The time has come for biotech companies to embrace machine learning for clinical trials, but they should start with compiling the data. That means grappling with real-world patient records.
For startup companies developing new drugs, clinical trials are full of risks. Getting drugs approved through clinical trials is a slow, expensive process that requires resources and infrastructure or, for early-stage biotech companies, interactions with external vendor services. Some vendors help specifically with recruitment for clinical trials, a task difficult for big and small pharma alike, but recruiting for rare diseases trials can be even more challenging. It does not have to be this way — advances in machine learning (ML) can help. We have seen how artificial intelligence (AI) and ML can accelerate drug development workflows. It is time that clinical trials start to benefit from AI as well.

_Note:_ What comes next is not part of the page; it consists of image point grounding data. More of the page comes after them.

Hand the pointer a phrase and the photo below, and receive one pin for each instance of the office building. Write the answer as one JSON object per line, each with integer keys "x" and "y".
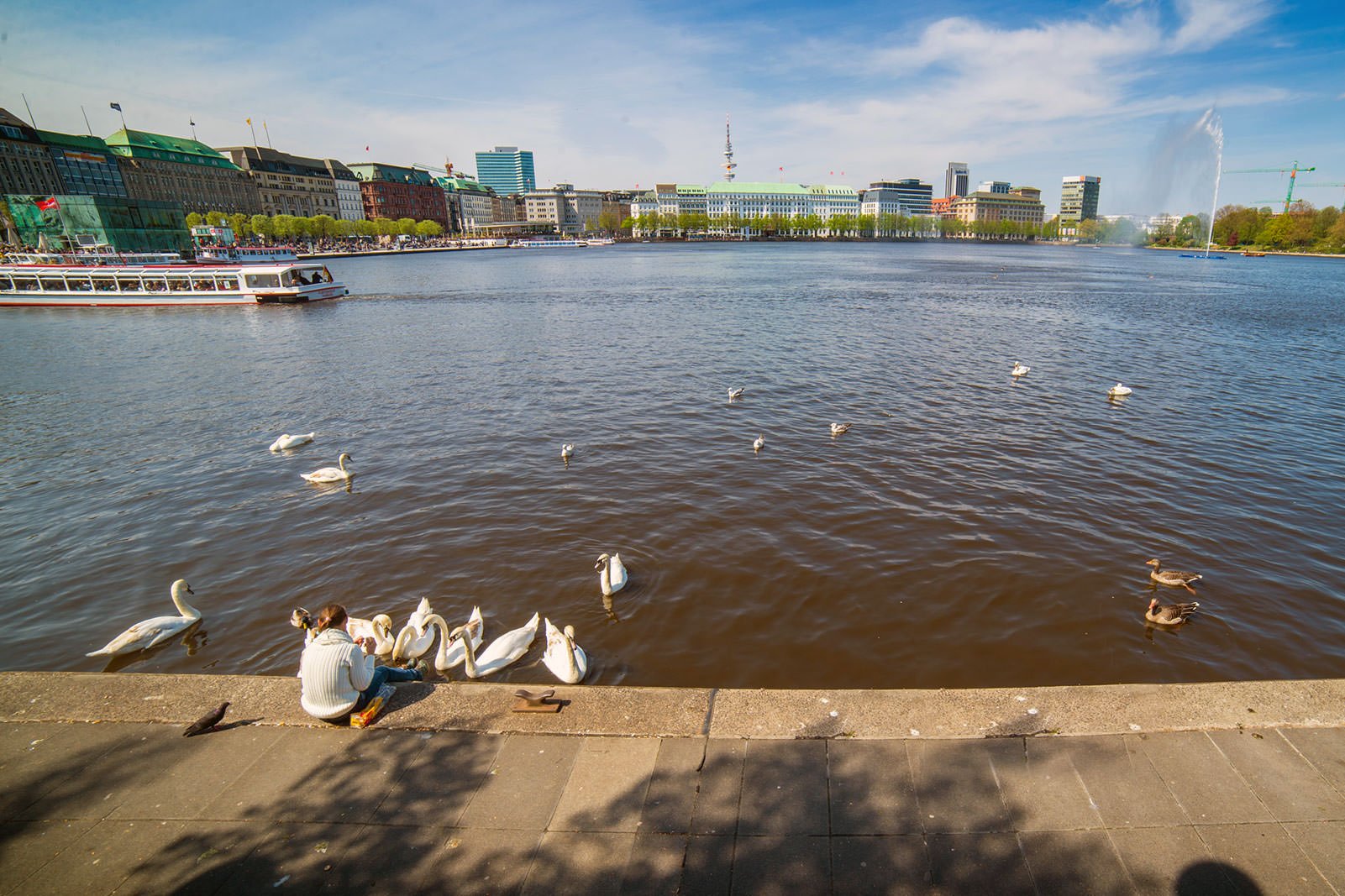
{"x": 1079, "y": 198}
{"x": 161, "y": 169}
{"x": 957, "y": 179}
{"x": 288, "y": 185}
{"x": 506, "y": 170}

Clinical trials have become much more complicated in overall design over the last 25 years, with multiple countries and regulatory bodies participating, new trial formats, and a broader set of data sources like real-world data and data from devices1. These complexities can lead to delays due to trial recruitment and regulatory hurdles, increasing costs. There is room to make this process faster and smoother, but no one can assuredly predict whether changing protocols will be better and safer — between patients and companies (privacy), and between different government agencies (regulatory workflows). Instigating any sort of coordinated large-scale change is difficult. Biotech, with its traditionally flexible structure, willingness to try new things, and footing strongly in the AI/ML space, is uniquely poised to take on some of these challenges. Recently, Highlander Health announced that it will be investing in companies hoping to bridge clinical evidence generation and personalized healthcare by reducing the cost and complexity in clinical trials, supporting biotech companies who want to test possible improvements.

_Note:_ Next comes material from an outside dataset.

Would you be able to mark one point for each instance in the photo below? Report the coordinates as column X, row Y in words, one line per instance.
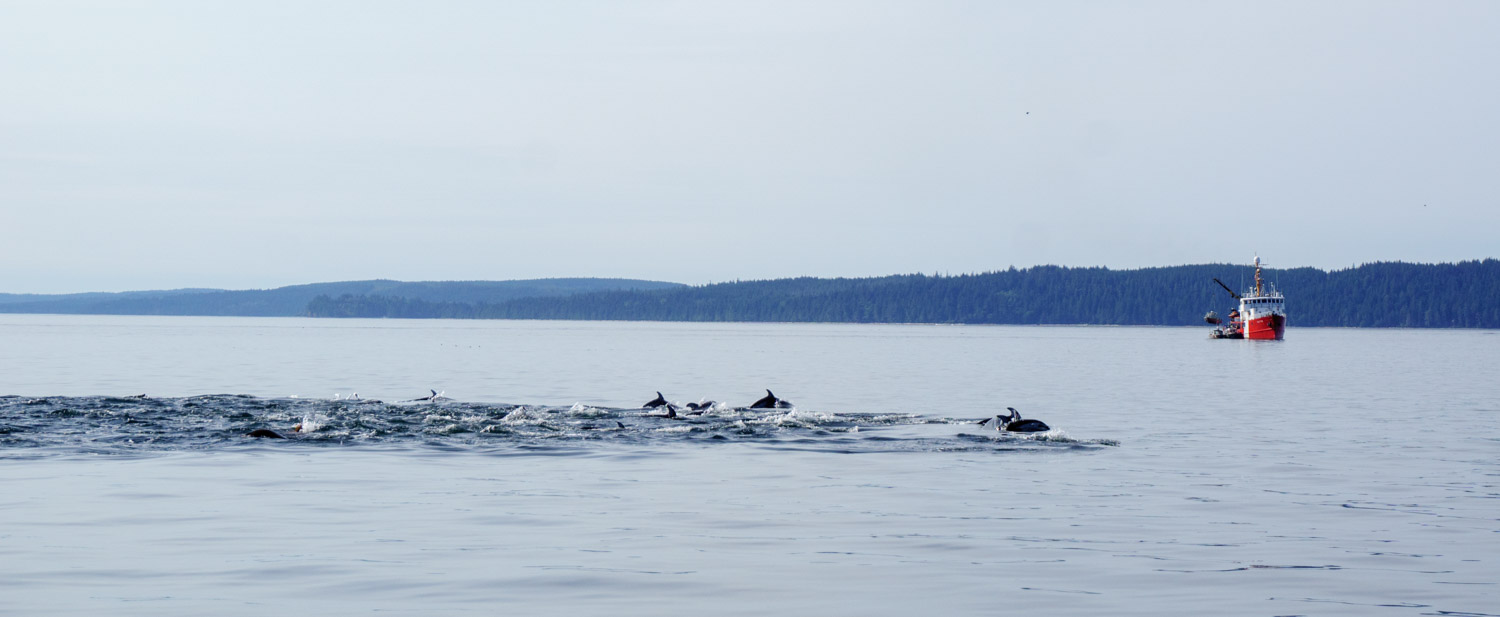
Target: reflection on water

There are precedents for how to succeed here. In clinical trials, electronic health records (EHRs) help identify eligible participants and follow up on clinical outcomes. Back in 2012, Flatiron Health, which was acquired by Roche for $1.9 billion2, noticed that patient data gathering required transferring manual records into databases. Moreover, clinical and genomic data are generally collected separately, by providers and diagnostic labs; therefore, it can be difficult to combine these data without releasing private patient information. Flatiron created software to improve these workflows in oncology and aggregated EHRs from oncology practices across the United States into a massive dataset used to train AI and ML models. Pharma companies use model predictions from their database to identify patients who would be suitable for clinical trial cohorts for over 22 tumor types, in part through quick prescreening of patients for clinical trials.
In oncology, efforts to use real-world data have already borne fruit, for a few reasons. Oncology is a field with known disease progression, and treatment outcomes are measurable. Such data lend themselves nicely to ML, and predictions can be validated — as in Flatiron’s platform, where a network of clinical experts examine the recommendations3. Also, real-world data can be de-identified, kept secure and up-to-data, and represent the general population and patient diversity.
In personalized medicine or rare disease, progress has been slower. Patient histories are more complicated, as are their symptoms, and EHR data are still poor quality and not easily shared. There is an opportunity here — one that Highlander Health plans to tackle. Highlander Health aims to create a learning healthcare system, taking data from clinical research and everyday patient care and applying this continually to improve patient treatment, getting them medicines faster. Highlander Health is set up to have two arms: a private equity firm that is investing in life sciences, healthcare and technology companies (more details to come) and the Highlander Institute, which is a philanthropic arm making targeted grants. Biotech companies with ideas to facilitate data collection from EHRs for use in a variety of contexts would find financial and moral support from this initiative.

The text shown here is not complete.